I've also shown an alternative way to build dict s, although yours is fine too.
What #Justin Peel said. Also to be more pythonic I would say change
if resumetext.find(id2find) != -1: to if id2find in resumetext:
A few more changes: you might want to lower case the comparison and user input so it matches GPA, gpa, Gpa, etc. You can do this by doing searchquery = raw_input("please enter your search term").lower() and resumetext = s['resumetext'].lower(). You'll note I removed the explicit cast around s['resumetext'] as it's not needed.

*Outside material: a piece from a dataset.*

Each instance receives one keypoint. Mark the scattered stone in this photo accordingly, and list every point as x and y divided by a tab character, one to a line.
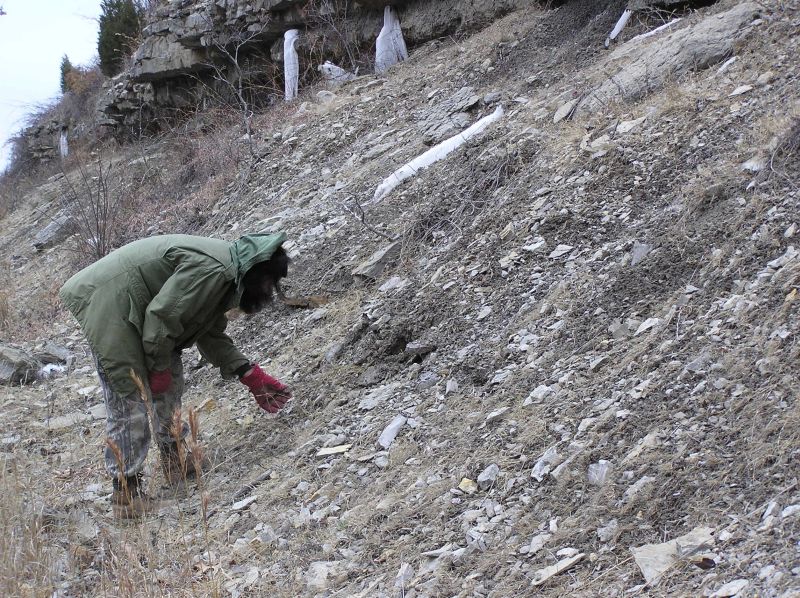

One change that I recommend for your code is changing
if resumetext.find(id2find):
to
if resumetext.find(id2find) != -1:
because find() returns -1 if id2find wasn't in resumetext. Otherwise, it returns the index where id2find is first found in resumetext, which could be 0. As #Personman commented, this would give you the false positive because -1 is interpreted as True in Python.
I think that problem has something to do with the fact that find_details() only returns the first entry for which the search string is found in resumetext. It might be good to make find_details() into a generator instead and then you could iterate over it and print the found records out one by one.